A Exposição do Mundo Português, que teve no Brasil o único país convidado, contou com vários eventos em paralelo, sempre com o objetivo de promover a História de Portugal e a afirmação do Estado Novo. Montada em dois anos, o evento reunia toda a história do país e teve centenas de artistas e especialistas de várias áreas na sua base. Segundo informação disponibilizada na Internet, a Exposição ocupou mais de 500 mil metros quadrados.

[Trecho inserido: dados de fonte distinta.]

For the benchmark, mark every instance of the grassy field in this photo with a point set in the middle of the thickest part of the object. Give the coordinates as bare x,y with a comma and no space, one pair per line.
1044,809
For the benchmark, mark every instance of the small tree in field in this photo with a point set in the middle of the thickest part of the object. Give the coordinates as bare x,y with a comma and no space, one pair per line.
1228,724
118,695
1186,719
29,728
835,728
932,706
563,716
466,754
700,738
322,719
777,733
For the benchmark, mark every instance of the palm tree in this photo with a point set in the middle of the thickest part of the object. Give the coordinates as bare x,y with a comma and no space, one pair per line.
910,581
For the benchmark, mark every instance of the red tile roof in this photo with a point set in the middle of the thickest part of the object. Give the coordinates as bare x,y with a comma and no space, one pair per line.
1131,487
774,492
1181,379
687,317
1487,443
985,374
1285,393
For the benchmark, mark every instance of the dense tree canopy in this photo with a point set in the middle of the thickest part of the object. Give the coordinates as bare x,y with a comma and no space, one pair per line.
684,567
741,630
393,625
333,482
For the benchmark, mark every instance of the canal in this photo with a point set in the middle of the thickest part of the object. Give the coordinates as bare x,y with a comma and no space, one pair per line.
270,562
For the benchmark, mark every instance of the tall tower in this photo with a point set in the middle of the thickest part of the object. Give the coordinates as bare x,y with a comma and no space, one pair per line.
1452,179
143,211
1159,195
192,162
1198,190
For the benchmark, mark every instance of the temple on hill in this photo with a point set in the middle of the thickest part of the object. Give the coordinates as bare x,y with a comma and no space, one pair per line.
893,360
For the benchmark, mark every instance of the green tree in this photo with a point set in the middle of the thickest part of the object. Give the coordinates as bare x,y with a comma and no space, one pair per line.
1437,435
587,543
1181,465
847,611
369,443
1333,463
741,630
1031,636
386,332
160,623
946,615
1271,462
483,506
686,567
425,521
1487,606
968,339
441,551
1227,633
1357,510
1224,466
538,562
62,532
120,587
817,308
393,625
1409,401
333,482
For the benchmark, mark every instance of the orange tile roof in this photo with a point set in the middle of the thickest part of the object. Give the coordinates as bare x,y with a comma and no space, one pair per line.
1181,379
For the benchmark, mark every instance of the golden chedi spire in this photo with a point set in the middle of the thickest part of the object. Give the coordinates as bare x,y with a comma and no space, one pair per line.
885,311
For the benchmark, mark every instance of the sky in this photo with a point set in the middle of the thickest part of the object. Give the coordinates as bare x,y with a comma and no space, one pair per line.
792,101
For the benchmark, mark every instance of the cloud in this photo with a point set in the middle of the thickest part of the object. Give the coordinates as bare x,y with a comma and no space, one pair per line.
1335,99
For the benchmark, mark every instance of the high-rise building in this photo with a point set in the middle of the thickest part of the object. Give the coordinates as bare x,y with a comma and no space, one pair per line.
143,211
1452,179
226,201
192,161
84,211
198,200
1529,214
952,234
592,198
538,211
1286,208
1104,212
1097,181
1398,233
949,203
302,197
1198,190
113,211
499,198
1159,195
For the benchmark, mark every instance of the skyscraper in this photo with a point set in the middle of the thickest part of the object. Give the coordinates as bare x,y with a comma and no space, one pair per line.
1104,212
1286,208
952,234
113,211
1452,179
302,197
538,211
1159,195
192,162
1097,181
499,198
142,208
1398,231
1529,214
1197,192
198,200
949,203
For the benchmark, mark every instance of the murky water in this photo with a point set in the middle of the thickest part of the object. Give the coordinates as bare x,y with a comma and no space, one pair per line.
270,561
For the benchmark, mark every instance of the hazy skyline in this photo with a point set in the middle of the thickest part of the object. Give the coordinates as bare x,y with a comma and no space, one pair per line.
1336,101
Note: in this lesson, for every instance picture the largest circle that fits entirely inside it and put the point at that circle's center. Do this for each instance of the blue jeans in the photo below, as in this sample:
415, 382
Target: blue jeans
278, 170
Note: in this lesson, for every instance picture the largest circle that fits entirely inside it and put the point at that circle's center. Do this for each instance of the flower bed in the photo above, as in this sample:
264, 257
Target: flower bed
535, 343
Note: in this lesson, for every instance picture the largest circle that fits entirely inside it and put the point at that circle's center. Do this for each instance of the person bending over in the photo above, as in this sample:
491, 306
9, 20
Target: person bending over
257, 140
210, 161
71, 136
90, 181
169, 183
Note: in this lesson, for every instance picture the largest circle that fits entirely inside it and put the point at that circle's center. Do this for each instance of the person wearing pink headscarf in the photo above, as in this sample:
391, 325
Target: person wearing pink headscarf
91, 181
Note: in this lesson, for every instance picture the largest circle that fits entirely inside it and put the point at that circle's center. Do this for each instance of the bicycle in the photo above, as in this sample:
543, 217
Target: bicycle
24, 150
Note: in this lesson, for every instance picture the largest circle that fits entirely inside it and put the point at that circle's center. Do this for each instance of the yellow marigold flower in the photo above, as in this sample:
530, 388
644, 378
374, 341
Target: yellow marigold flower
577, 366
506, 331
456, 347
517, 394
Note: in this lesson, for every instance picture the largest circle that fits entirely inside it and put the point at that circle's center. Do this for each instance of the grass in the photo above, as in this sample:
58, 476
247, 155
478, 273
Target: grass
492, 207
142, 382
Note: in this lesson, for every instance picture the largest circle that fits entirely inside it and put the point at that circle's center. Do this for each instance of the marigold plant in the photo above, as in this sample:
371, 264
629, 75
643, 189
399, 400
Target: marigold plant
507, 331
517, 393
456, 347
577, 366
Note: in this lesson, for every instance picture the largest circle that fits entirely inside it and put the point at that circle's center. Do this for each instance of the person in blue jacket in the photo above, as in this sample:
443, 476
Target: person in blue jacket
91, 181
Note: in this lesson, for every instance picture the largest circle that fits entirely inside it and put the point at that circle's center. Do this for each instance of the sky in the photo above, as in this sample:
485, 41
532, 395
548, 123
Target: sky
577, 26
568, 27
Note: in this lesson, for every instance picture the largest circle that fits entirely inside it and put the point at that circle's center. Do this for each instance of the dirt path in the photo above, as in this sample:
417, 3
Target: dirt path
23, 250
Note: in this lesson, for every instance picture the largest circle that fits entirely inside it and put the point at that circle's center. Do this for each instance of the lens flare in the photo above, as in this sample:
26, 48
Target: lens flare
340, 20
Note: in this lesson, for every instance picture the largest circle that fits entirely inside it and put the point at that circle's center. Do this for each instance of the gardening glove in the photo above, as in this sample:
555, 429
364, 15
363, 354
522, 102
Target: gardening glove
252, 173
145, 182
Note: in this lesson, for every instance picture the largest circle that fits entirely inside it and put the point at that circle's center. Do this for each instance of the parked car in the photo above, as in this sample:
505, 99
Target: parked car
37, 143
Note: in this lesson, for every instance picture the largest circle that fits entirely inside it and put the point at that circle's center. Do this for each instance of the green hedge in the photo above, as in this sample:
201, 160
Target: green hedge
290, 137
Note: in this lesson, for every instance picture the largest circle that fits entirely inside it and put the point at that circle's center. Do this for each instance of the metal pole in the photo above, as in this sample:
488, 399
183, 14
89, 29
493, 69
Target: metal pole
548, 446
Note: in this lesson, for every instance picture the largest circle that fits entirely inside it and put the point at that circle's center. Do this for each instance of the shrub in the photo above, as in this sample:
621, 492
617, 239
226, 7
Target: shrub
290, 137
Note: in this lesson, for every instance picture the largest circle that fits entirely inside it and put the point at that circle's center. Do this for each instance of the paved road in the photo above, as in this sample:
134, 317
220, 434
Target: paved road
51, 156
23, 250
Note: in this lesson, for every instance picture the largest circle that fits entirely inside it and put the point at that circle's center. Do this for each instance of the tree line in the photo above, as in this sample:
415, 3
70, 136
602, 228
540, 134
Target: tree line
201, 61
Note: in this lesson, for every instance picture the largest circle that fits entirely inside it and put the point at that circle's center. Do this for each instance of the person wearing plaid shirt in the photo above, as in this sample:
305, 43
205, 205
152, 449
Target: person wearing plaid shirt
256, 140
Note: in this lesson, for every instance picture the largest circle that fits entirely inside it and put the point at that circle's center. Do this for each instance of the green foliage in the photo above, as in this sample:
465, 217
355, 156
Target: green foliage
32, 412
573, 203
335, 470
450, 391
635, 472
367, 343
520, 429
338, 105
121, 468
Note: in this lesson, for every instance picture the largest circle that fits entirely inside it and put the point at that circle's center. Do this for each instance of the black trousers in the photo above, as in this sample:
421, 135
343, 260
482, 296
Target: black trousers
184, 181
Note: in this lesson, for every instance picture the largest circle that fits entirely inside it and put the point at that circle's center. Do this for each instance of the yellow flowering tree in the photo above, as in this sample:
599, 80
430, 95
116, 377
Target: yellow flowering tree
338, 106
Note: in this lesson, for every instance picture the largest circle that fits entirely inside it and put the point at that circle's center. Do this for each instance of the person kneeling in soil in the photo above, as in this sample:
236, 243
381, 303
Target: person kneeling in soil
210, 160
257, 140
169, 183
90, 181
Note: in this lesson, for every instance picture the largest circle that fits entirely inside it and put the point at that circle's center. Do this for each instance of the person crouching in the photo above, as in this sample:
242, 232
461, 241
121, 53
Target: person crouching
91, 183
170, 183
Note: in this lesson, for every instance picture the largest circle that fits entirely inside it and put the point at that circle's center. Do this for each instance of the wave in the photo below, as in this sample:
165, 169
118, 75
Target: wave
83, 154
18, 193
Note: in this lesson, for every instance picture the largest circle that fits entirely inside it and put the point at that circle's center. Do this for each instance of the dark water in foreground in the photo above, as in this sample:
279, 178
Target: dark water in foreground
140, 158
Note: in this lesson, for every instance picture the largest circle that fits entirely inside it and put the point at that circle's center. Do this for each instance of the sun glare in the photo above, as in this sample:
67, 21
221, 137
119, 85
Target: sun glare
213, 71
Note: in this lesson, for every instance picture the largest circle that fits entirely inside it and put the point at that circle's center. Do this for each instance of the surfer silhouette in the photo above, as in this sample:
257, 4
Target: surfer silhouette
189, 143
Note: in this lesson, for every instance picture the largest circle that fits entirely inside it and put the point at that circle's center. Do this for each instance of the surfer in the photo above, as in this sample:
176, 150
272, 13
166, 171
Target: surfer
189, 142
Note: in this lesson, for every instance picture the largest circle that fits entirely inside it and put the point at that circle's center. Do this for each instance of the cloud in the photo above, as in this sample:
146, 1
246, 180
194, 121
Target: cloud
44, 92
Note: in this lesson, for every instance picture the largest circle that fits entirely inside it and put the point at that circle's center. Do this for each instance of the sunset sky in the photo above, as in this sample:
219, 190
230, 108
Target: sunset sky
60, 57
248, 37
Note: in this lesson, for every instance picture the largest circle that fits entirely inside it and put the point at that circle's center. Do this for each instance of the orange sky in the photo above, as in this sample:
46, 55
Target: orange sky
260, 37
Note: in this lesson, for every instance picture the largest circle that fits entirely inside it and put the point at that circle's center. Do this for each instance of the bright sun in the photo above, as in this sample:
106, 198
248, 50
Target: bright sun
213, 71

A entrada principal era junto ao Mosteiro dos Jerónimos, existindo mais duas na frente marginal ao Tejo. O enquadramento arquitetónico contava baixos-relevos representando guerreiros medievais com escudos. Do outro lado da linha ferroviária, junto ao rio estava a Secção Histórica, com os pavilhões da Formação e Conquista; da Independência, do Descobrimentos, da Fundação e da Colonização. Em frente à Secção Colonial estava o Pavilhão dos Portugueses no Mundo, a Secção de Etnografia Metropolitana, onde existiam representações das Aldeias Portuguesas e áreas de Arte Popular.

O destaque ia para o Pavilhão da Honra e de Lisboa, com 150 metros de comprimento e 19 de altura, com uma torre de 50 metros, que representava o espírito da arquitetura historicista e revivalista que o Estado Novo tentava impor. Também marcava bastante presença o Pavilhão dos Portugueses no Mundo. Cottinelli Telmo e Leopoldo de Almeida foram os autores do Padrão dos Descobrimentos e do Pavilhão dos Portugueses no Mundo. Contribuíram mais 17 arquitetos, como Cristino da Silva, Porfírio Pardal Monteiro (Pavilhão dos Descobrimentos); Carlos Ramos (Pavilhão da Colonização); Veloso Reis (Pavilhão da Vida Popular); Jorge Segurado (núcleos das Aldeias Portuguesas); Raul Lino (Pavilhão do Brasil); Rodrigues Lima (3 pavilhões históricos: Pavilhão da Fundação, Pavilhão da Formação e Conquista, Pavilhão da Independência).

Na área da pintura e da escultura participaram 43 artistas: Fred Kradolfer, Bernardo Marques, Thomaz de Mello, Carlos Botelho, José Rocha, Emmerico Nunes, Paulo Ferreira. E também: Almada Negreiros, Jorge Barradas, Lino António, Martins Barata, Manuel Lapa, Sarah Afonso, Estrela Faria, Clementina Carneiro de Moura, Mily Possoz, Canto da Maia, Leopoldo de Almeida, António da Costa, Barata Feyo, Ruy Gameiro, António Duarte, Martins Correia, João Fragoso, Raul Xavier, entre outros.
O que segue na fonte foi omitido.